Even the process of curating the best outputs out of about 20,000 images produced each week has been automated.
First, an AI “taste model” selects 350 outputs from the larger pool. From these, a decentralized autonomous organization known as BottoDAO votes on which images should be selected to become canonical artworks.
Completing the loop, those votes are fed back to train the prompt generator and taste model for the next week.
“Initially, Botto started as an artwork of mine,” Klingemann observed. But after a certain point, he had to “cut the umbilical cord” and let the system grow on its own.
“It’s about letting go and trusting the system that you build to continue with the values you passed on to it.”
Since relinquishing control of the project, he has questioned the DAO’s choices at times, but ultimately, “that’s what makes it interesting,” he stressed.
Botto is part of a new generation of AI machines that are growing a life of their own independently of the artists, technologists and other collaborators that stand behind them.
One of the most noteworthy examples of this trend is AI-Da, a robot artist whose piece “AI God” recently sold at Sotheby’s for $1 million.
Over the years, artists like Harold Cohen, Jean Tinguely, and Chris Chen have explored notions of ownership and creativity by building machines with the capacity to surprise.
Platforms like AI-Da and Botto build on this tradition, deploying the latest advances in AI and robotics to interrogate what counts as art and what counts as an artist.

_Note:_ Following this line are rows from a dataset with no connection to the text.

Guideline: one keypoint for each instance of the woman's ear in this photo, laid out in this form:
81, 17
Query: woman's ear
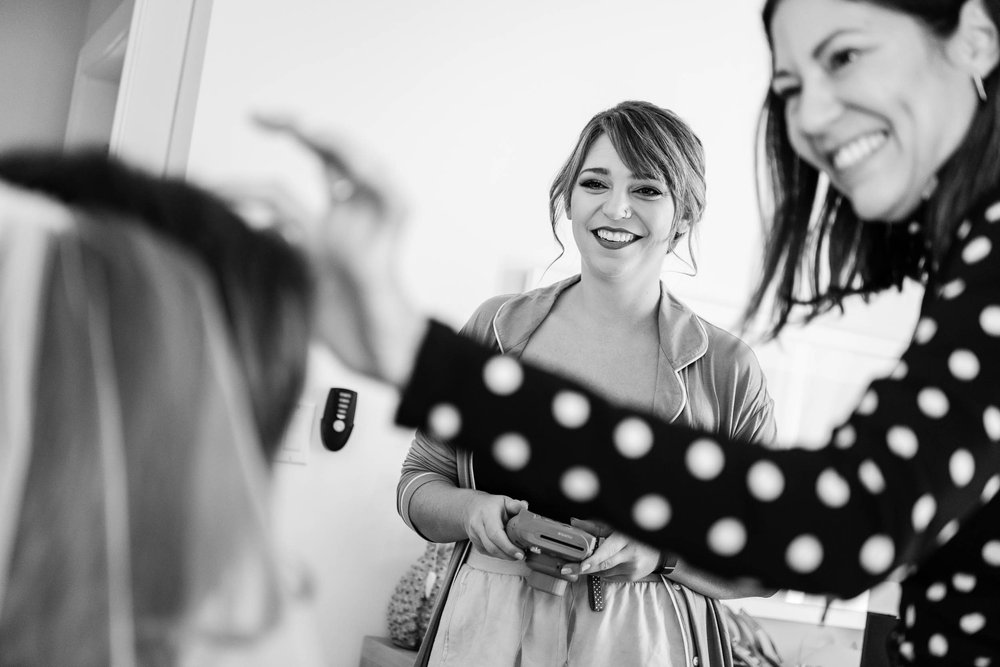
978, 38
682, 228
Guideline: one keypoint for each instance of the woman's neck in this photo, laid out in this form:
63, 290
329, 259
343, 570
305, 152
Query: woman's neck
617, 302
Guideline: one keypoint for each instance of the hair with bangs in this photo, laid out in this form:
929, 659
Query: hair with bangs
653, 142
818, 252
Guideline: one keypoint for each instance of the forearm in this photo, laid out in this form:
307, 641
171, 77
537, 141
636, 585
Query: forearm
437, 511
716, 587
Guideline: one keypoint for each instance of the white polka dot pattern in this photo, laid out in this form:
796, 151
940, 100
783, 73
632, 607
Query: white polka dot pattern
953, 290
938, 646
580, 484
727, 537
991, 422
991, 488
845, 438
704, 459
571, 410
512, 451
936, 592
964, 365
926, 328
503, 375
633, 438
964, 229
765, 481
993, 212
976, 250
444, 421
949, 531
804, 554
972, 623
902, 441
923, 512
991, 553
962, 467
871, 476
963, 582
832, 489
989, 320
906, 650
869, 403
877, 554
933, 402
651, 512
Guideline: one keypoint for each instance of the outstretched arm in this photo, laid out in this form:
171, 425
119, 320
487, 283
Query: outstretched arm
917, 458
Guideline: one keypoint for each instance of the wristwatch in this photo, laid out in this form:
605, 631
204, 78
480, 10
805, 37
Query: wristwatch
668, 561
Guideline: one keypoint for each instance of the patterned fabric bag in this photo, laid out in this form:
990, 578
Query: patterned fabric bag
416, 593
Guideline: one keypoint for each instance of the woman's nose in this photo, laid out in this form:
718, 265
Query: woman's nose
616, 206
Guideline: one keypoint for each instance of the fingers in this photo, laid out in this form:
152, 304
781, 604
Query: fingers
352, 176
487, 526
513, 507
330, 149
268, 205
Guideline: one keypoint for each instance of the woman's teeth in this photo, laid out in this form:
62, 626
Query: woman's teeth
615, 237
854, 152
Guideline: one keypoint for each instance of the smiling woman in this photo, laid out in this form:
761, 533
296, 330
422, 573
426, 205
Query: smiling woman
633, 188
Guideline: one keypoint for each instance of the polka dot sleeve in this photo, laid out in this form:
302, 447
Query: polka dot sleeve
917, 458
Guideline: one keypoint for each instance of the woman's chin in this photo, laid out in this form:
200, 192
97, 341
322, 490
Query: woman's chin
883, 209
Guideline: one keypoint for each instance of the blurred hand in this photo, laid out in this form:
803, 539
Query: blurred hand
616, 556
484, 520
362, 313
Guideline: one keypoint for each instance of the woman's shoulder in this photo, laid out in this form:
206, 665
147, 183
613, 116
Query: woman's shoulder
725, 346
480, 322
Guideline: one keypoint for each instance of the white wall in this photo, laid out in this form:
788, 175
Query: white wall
474, 106
39, 43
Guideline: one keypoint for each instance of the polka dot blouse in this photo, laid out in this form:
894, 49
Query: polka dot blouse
907, 486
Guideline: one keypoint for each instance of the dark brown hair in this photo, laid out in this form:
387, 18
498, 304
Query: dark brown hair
817, 250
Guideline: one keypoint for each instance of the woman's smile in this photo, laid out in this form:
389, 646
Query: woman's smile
614, 238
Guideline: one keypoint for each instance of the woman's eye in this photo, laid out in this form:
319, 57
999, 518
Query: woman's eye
785, 93
843, 57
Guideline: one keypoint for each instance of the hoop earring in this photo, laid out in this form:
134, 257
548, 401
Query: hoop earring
977, 81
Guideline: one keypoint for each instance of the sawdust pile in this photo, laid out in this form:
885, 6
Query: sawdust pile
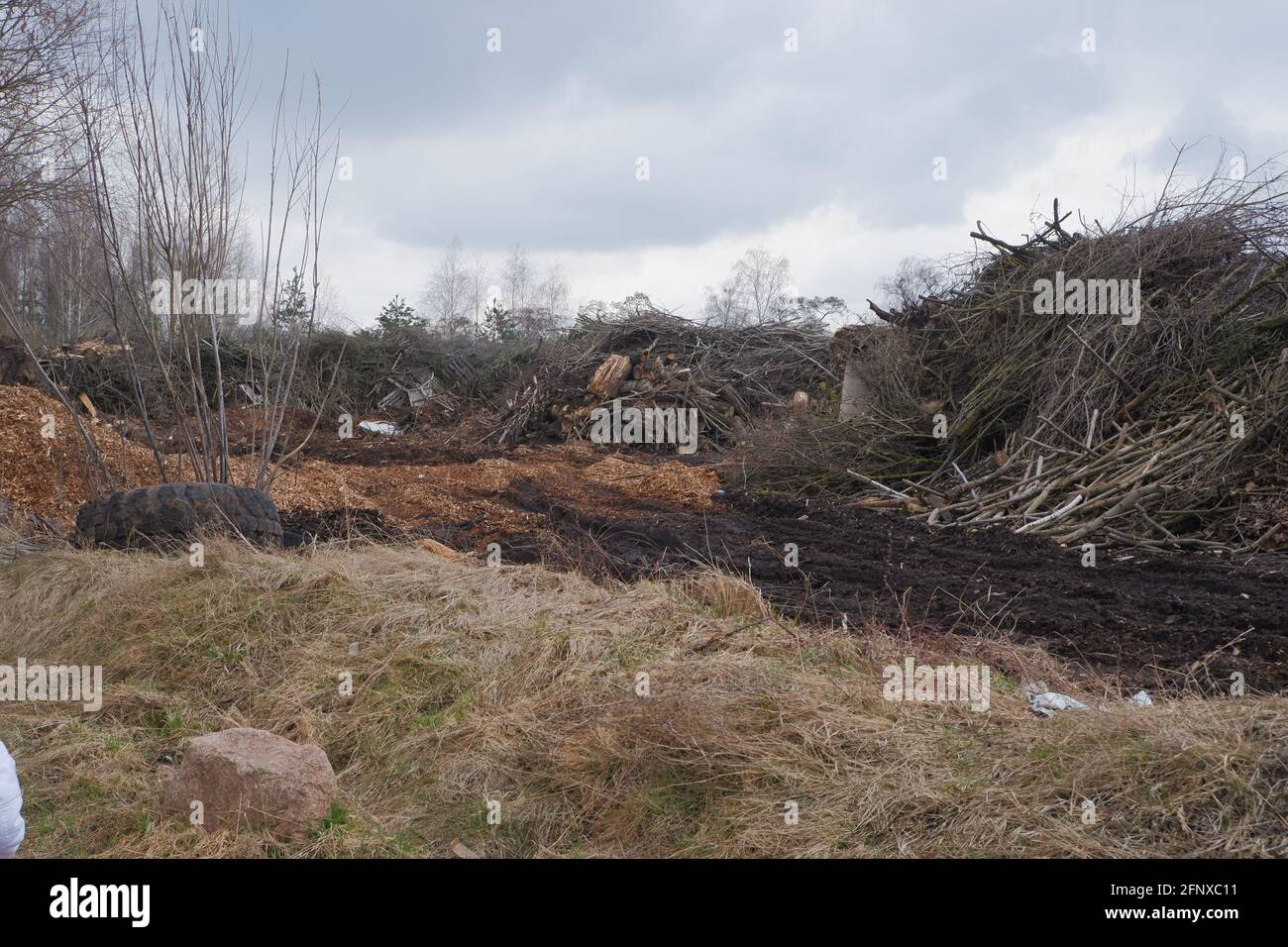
50, 475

To Simon Hudson, the ElevenYellow programmer who collaborated with Klingemann on Botto, such preconceptions are the inevitable starting point for any AI art.
“You start with a model of a human artist, right? It’s very skeuomorphic of what does a human artist do to succeed? And then you realize, okay, well, this is a machine artist. There are things that they can’t do that human artists can,” he noted.
At the same time, AI art platforms from DeepDream onward have evolved to output things that don’t merely emulate human creations.
When Botto shared an image that recalled “Dogs Playing Poker” by Cassius Marcellus Coolidge, the DAO initially jumped on it; Hudson observed:
“After that came a conversation of, well, maybe we should be pushing Botto to do something new, to do something that a human artist hasn’t done.”
While the BottoDAO may be pushing artificial intelligence to be more original, other applications of the technology are taking the opposite approach.
Midjourney and Stability AI, the developers behind two of the most popular text-to-image models, have been the target of lawsuits by artists who feel like the platforms are ripping off their signature style.
The idea that something as ambiguous as artistic style could be protected as intellectual property is still a new and untested legal argument. However, with the new technology increasingly viewed as threatening artists’ livelihoods, such lawsuits could set an important precedent.
For his part, Klingemann is against what he called “feudalism in intellectual property space, which he argued expands the strictly delineated borders of copyright into “a huge portion of possibility space.”
Although he sympathized with the desire to protect a recognizable signature style from copycats, he stressed that artists have always been inspired by each other.
“You made it. You shared it with the world. You have to allow others to be inspired by it. And these days, that includes machines.”